Édito
Pages 9 à 10
Citer cet article
- LIBAULT, Dominique,
- Libault, Dominique.
https://doi.org/10.3917/regar.051.0009
Citer cet article
- Libault, Dominique.
- LIBAULT, Dominique,
https://doi.org/10.3917/regar.051.0009
1Certes, la branche « Risques professionnels » est la plus petite, financièrement, des quatre branches créées en 1945. Mais si elle justifie aujourd’hui l’intérêt, ce n’est pas seulement parce qu’elle est la première branche de la protection sociale créée en France à la fin du 19ème siècle.
2Elle est aussi la branche qui concentre le plus les défis et contradictions de la protection sociale du 21ème siècle.
3En effet, on voit bien que le « social » tend à évoluer selon deux dynamiques :
- D’une part, une dialectique consistant à laisser un peu plus de liberté aux acteurs sociaux de l’entreprise pour aménager les règles du jeu dans la relation de travail entre les salariés et l’employeur en échange d’une protection sociale plus universelle et plus complète.
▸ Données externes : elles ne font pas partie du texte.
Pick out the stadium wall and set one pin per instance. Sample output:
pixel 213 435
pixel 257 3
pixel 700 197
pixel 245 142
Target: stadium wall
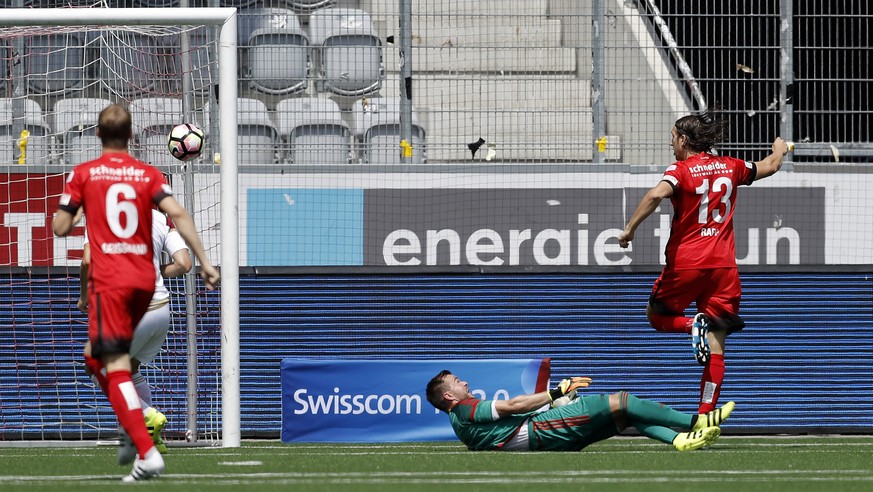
pixel 803 364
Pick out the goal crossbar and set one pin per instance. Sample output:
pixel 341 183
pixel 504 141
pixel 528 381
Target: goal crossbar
pixel 226 19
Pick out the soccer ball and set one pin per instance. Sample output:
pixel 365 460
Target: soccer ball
pixel 185 141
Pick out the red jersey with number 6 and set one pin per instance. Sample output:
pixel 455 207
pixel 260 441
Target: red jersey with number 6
pixel 117 193
pixel 704 198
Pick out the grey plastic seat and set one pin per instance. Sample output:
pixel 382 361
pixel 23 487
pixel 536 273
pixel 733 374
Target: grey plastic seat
pixel 240 4
pixel 308 5
pixel 75 121
pixel 56 63
pixel 252 19
pixel 278 58
pixel 377 128
pixel 37 143
pixel 350 51
pixel 314 131
pixel 152 119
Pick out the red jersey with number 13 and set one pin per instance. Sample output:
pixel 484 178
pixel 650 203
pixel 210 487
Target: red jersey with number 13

C’est ce qui est souvent résumé à travers le terme de flexisécurité.
- D’autre part, le souhait de faire évoluer la protection sociale vers une dimension moins exclusivement « réparatrice » et davantage « préventive » et « inclusive ». C’est ce qui est souvent résumé par le terme « d’investissement social ».
4Or, la prévention se joue, en matière de risques professionnels, bien évidemment au sein de l’entreprise et passe par des normes d’autant plus exigeantes que les progrès de la connaissance, la reconnaissance de concepts comme la pénibilité et le burn out, le précédent de l’amiante, l’évolution du contenu et de l’environnement du travail n’ont cessé d’intensifier et complexifier le domaine des maladies professionnelles, alors même que les accidents du travail reculaient.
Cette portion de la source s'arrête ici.